Die Nacht verläuft problemlos. Die See wird etwas ruppig, der Wind frischt ein bisschen auf, ich kann mit 3-4 Knoten segeln, allerdings nicht ganz den Kurs, den ich müsste. Kein Schiff, kein Licht ist zu sehen. Einsam zieht Sandpiper seine Bahn, seinem fernen Ziel entgegen.
Im Morgengrauen sitzt mein gefiederter Gefährte auf der Pinne und plustert sein Gefieder auf. Als die Sonne aufging ließ er sich von ihr ein bisschen aufwärmen und flog dann fort. Weißt du überhaupt, in welche Richtung du musst, kleiner Vogel? Es ist so weit zum Land! Wärst du doch hier geblieben, hier warst du doch in Sicherheit! Hoffentlich schaffst du es. Ich weiß, das Lied der Freiheit klingt in dir und zog dich fort. So wie es mich immer wieder weiterzieht….

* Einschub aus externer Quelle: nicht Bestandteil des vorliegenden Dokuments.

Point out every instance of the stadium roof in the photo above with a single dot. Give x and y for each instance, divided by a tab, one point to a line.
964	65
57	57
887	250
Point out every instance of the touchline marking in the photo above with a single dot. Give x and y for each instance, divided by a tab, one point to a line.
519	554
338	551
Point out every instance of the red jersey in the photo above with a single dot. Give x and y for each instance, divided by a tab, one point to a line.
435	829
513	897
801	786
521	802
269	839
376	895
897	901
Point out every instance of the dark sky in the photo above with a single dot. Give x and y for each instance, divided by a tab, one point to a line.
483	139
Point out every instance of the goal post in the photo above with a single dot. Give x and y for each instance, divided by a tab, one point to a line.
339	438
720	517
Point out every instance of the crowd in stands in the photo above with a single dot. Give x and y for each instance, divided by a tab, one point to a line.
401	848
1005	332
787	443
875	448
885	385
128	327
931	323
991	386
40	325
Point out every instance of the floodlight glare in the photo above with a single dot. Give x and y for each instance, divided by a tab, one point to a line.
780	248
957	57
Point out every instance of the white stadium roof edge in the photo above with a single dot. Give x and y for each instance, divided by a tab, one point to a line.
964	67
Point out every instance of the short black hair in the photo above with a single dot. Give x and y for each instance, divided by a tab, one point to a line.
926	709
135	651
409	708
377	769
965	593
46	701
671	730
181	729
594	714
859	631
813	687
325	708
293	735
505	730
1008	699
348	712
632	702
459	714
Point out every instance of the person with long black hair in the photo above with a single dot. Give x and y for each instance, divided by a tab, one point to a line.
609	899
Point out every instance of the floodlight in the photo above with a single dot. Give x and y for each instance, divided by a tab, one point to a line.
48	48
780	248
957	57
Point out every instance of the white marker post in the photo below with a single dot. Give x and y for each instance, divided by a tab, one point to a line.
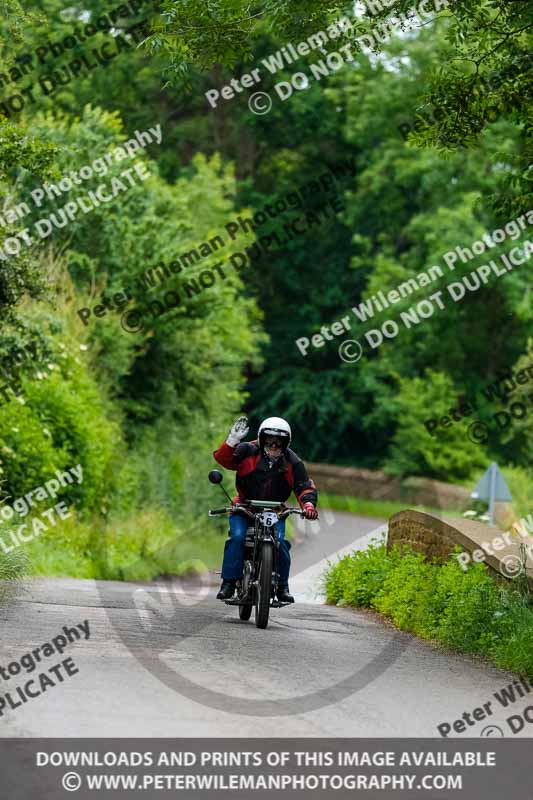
492	487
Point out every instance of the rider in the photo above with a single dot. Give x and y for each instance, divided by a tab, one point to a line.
267	469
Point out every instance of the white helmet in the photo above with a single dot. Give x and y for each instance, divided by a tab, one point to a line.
275	426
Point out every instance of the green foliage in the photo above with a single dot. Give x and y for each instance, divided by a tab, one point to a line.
464	610
417	451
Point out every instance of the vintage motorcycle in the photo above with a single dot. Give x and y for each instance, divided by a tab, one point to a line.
257	587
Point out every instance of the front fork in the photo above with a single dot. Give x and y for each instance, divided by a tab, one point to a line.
246	587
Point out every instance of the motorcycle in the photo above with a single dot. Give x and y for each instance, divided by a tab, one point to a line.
256	589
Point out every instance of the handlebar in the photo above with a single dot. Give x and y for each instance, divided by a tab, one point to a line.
268	505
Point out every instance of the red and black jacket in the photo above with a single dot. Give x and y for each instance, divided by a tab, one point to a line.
257	481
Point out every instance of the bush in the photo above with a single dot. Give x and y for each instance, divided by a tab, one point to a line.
465	610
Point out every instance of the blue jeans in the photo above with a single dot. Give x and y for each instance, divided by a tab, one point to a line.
234	549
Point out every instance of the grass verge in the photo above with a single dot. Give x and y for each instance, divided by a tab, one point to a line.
464	610
381	509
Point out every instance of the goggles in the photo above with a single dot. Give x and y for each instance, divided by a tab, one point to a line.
273	441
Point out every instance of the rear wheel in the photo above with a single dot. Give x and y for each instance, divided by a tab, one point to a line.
264	586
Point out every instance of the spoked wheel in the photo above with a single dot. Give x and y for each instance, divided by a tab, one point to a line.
245	612
264	586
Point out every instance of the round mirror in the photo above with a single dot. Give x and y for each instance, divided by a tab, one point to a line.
215	476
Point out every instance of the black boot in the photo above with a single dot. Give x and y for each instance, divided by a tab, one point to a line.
283	594
227	590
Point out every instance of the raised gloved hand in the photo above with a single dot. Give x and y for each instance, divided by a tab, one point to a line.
238	431
310	511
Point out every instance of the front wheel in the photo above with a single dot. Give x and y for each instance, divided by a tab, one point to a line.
264	586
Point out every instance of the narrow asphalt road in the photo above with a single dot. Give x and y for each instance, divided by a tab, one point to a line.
166	659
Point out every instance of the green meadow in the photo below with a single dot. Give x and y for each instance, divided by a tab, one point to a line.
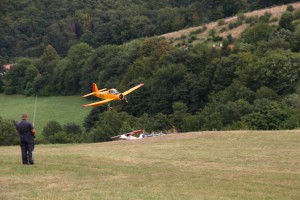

Als ich im Cockpit gemütlich herumlungernd gerade beim zweiten Frühstückskaffee angelangt bin steckt mein ständiger Begleiter, der Klabautermann, seinen Kopf aus dem Niedergang, sieht sich verschlafen um und meint erschreckt:
„Um Gottes Willen, kein Land in Sicht, hast du dich wieder einmal verfahren?“
Ich und verfahren? Unmöglich, die Amis haben ihr GPS System doch nicht abgeschaltet!
„Wo sind wir denn hier überhaupt?“
Auf dem Meer, oder glaubst du, ich habe Sandpiper auf den Neusiedlersee gebeamt?
„Idiot, wohin fahren wir denn?“
Nach Kreta.
„Was?? Spinnst du schon komplett? Wir waren doch gerade erst in Zypern! Was willst du denn auf Kreta?“
Kultur erleben, wandern, laufen, Rad fahren, usw. Kreta ist schließlich die größte griechische Insel, die fünftgrößte des ganzen Mittelmeeres, da wird sicherlich einiges geboten. Übrigens kommen die Laimers auch hin. Ein Treffen mit den Beiden wäre doch was, oder?
„Du mit deinen Aktivitäten! Bist du ein Spontanhektiker oder wie? Und wenn wir so weiterdümpeln wird es mit einem Treffen sowieso nichts! Wie weit ist es eigentlich noch?“
Ein paar Tage noch. Kommt auf den Wind an.
„Waas??? Ich entziehe dir gleich die Lizenz zum Segeln! Ich will gemütlich auf einem Barhocker lümmeln! Ein kühles Blondes vor mir und eine schöne Blonde neben mir! Nicht in dieser Rumpelkiste hilflos am Meer herumirren!“
Sei nicht so ungeduldig, Sandpiper ist nun mal nicht das Schnellste.
„Nicht das Schnellste? Soll das ein Witz sein? Ein Bund Stroh treibt schneller als wir segeln! Was scheppert da eigentlich immer im Kielbereich? Fürs unkontrollierte Scheppern bin doch ich zuständig!“
Das ist das Schwert. Dem Konstrukteur ist leider nichts Besseres dazu eingefallen.
„Aha. Was machst du da eigentlich?“
Ich lerne englisch. Ich wiederhole gerade die Personal pronouns – solltest du auch tun.
„Englisch?? Du solltest stattdessen lieber kochen lernen! Denn das was du kochen nennst ist ein unter Zuhilfenahme von Wärmezufuhr intuitives Zusammenmixen von dem was dir gerade in die Hände fällt! Manchmal wird das Ganze noch dazu am Fußboden serviert!“
Nörgle da nicht rum, mach lieber was Gescheites. Geschirrabwaschen zum Beispiel.
„Ich bin ein Klabautermann, der macht nie was Gescheites!“
Sprachs, drehte sich um und verschwand wieder im Niedergang…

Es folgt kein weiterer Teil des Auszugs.